ABDESSLAM MIRDASS / Hans Lucas via AFP
Après 27 ans chez Gallimard, le divorce est acté pour Boualem Sansal qui devrait publier son premier roman depuis sa libération du côté de Grasset (filiale d’Hachette).
Le point final, après 27 ans de collaboration ? Bientôt de retour en librairie avec la publication de son premier livre depuis la fin de sa détention en Algérie, l’auteur franco-algérien Boualem Sansal est bien parti pour devenir la dernière prise culturelle de Vincent Bolloré.
L’écrivain a acté son divorce avec son éditeur historique, Gallimard, comme l’annonce l’AFP ce jeudi 12 mars. Si rien n’est confirmé à ce stade, l’AFP et La Lettre annoncent que l’auteur élu fin janvier à l’Académie française va rejoindre le giron du milliardaire conservateur par l’intermédiaire de la maison d’édition du groupe Hachette, premier éditeur français, contrôlé par Vincent Bolloré.

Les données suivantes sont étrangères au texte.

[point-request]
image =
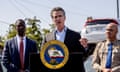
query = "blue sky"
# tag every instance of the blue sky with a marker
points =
(76, 11)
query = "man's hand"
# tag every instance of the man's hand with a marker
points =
(107, 70)
(84, 42)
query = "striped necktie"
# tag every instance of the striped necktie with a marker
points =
(109, 56)
(21, 53)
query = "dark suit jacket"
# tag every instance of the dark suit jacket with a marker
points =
(11, 58)
(76, 51)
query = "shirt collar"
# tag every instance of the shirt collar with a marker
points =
(114, 42)
(64, 29)
(18, 37)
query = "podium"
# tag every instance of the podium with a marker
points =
(74, 63)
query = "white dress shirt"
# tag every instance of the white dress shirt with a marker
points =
(24, 42)
(61, 35)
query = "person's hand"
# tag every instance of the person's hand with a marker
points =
(107, 70)
(84, 42)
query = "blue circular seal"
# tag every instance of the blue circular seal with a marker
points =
(54, 54)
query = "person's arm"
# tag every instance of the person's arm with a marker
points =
(96, 59)
(6, 58)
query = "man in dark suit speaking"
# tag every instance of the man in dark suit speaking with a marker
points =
(17, 50)
(70, 38)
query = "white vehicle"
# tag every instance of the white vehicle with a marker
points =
(94, 30)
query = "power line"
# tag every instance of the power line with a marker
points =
(21, 4)
(16, 7)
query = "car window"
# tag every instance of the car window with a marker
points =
(99, 22)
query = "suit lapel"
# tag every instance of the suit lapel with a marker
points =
(66, 36)
(17, 51)
(26, 51)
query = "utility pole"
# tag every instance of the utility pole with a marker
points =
(118, 9)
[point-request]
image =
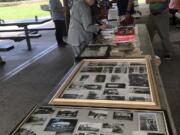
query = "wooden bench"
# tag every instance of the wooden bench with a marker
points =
(18, 38)
(6, 45)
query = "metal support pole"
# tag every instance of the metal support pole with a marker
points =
(27, 37)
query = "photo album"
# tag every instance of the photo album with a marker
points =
(51, 120)
(110, 83)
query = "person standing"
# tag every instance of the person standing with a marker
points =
(174, 6)
(159, 22)
(125, 10)
(81, 28)
(58, 18)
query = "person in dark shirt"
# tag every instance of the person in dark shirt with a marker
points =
(125, 8)
(158, 22)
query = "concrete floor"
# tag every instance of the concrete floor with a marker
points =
(33, 84)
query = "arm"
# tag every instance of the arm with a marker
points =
(130, 5)
(56, 6)
(86, 20)
(154, 1)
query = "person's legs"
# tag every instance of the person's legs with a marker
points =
(60, 30)
(151, 27)
(162, 24)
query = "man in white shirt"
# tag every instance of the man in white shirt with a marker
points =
(81, 28)
(58, 17)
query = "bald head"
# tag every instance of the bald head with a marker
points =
(90, 2)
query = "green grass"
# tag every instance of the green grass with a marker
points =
(23, 11)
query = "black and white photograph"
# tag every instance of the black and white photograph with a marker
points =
(139, 98)
(107, 69)
(84, 77)
(98, 114)
(123, 115)
(61, 125)
(87, 126)
(113, 128)
(142, 70)
(116, 85)
(140, 90)
(115, 78)
(148, 122)
(94, 51)
(134, 70)
(121, 98)
(23, 131)
(67, 113)
(109, 64)
(44, 110)
(72, 96)
(92, 95)
(100, 78)
(138, 80)
(125, 80)
(91, 69)
(76, 86)
(117, 70)
(92, 86)
(34, 120)
(111, 92)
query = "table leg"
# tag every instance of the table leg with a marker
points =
(1, 61)
(27, 37)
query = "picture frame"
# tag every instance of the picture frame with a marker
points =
(76, 97)
(60, 120)
(94, 52)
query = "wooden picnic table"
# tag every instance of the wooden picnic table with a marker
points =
(24, 24)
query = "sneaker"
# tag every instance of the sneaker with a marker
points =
(2, 63)
(167, 57)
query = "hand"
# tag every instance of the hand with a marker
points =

Pour être tout à fait précis, Boualem Sansal est annoncé du côté des Éditions Grasset, filiale d’Hachette Livre dirigée par Olivier Nora. D’après les propos de Boualem Sansal rapportés par le journal Le Monde, « rien n’est fait, rien n’est officiel » à ce stade. Pour autant, l’écrivain de 81 ans confirme l’existence de discussion avec la maison d’édition de Vincent Bolloré.
Interrogé par l’AFP sur l’arrivée de cette recrue littéraire de choix, Hachette n’a pas souhaité confirmer l’information. L’annonce pourrait être faite dès vendredi à l’occasion du lancement des « Grandes Rencontres Hachette », une manifestation de trois jours organisée à Paris et destinée à célébrer les 200 ans du groupe.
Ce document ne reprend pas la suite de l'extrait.